Tottenham’s eager new youngsters busted league leading Leeds into some undignified moments on a pitch which could have bee rechristened White Hard Lane for t he occasion.


Tottenham  1  Leeds  1 – Tony PawsonThe Observer 15/2/1970 p,24

The sun was shining for Tottenham in a heartwarming display that stretched Leeds to their limit. With spurs struggling to regain their identity and Leeds fighting for the championship, this looked to be an occasion that would sort the men from the boys.

Surprisingly it was Spurs with their reshuffled side who were the more virile and accomplished for much of the game. In tenacious tackling, crisp passing and spirited endevour they had the edge. They dictated play on the giant diamond of snow that carpeted all except the wings and the corners.

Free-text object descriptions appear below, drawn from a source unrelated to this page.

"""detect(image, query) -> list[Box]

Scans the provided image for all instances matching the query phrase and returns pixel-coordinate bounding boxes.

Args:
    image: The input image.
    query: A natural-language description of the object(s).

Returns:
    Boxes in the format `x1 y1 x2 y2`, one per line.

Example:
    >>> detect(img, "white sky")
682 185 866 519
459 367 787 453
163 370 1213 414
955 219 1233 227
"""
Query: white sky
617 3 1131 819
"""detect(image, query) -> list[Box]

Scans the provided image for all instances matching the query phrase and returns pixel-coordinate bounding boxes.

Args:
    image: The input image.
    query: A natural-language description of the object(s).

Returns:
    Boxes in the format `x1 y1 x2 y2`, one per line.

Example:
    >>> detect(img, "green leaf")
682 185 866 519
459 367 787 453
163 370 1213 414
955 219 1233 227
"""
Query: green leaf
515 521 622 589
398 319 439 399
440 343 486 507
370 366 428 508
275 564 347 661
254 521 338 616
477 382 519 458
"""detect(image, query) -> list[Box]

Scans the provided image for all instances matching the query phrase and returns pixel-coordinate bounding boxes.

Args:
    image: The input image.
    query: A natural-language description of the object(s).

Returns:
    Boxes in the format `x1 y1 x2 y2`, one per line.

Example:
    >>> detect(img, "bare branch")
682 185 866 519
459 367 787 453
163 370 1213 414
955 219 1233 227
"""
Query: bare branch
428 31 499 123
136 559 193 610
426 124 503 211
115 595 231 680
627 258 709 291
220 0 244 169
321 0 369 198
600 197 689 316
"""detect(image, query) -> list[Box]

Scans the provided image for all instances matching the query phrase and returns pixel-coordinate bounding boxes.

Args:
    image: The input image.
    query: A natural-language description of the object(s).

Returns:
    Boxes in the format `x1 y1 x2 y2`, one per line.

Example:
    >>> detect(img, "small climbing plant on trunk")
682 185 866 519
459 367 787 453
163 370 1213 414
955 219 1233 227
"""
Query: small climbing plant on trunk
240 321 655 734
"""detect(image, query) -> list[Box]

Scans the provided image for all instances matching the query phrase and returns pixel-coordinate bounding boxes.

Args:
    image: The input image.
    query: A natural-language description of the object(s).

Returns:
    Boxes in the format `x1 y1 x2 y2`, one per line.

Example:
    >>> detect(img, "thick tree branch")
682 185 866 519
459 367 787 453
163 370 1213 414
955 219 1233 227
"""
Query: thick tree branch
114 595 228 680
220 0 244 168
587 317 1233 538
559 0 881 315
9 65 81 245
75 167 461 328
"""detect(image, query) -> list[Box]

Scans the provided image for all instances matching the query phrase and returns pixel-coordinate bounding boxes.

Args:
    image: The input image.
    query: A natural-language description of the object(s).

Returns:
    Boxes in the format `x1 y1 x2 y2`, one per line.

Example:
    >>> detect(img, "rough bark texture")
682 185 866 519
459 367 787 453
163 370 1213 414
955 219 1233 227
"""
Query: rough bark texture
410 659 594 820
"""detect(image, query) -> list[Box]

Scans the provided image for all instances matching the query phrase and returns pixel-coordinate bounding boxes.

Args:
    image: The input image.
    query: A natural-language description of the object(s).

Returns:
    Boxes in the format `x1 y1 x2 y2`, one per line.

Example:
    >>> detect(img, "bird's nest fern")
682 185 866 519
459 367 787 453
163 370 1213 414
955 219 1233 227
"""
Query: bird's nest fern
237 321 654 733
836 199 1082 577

The pitch has bee much maligned of late, but in the wintry conditions the ball ran true though the foothold was treacherous.


Everton  2 Arsenal 2  – Arthur Hopcraft – The Observer 15/2/1970 p,24

Arsenal were entirely unpretentious and very nearly successful; Everton tried desperately to exploit their rich skills when their collective form and the pitch conspired against them, and very nearly lost.

Arsenal scored first and Everton last, and it was not until the closing 20 minutes that Everton’s extra dimension of quality was seen to strain Arsenal’s resources.


Manchester United  1  Crystal Palace  1  obert Chesshyre – The Observer 15/2/1970 p,24

One defensive blunder of almost unbelievable magnitude 15 minutes from the end of a contest of desperate footballing inequality provided a result that would have seemed a wild fantasy 30 minutes earlier. For three quarters of the game Manchester United, so dominant that they threatened to repeat their eight goal riot of last Saturday, played football that made Crystal Palace seem a side from another division.

Then Ure, United’s … strong man centre half, incredibly headed a soft ball straight to the feet of Palace centre forward Jackson. Goalkeeper Stepney.. pulled the Palace man down. From the inevitable penalty Sewell had his shot saved brilliantly by Stepney… but the ball bounced out and the Palace captain charged in to slip the rebound past the spread eagled Stepney.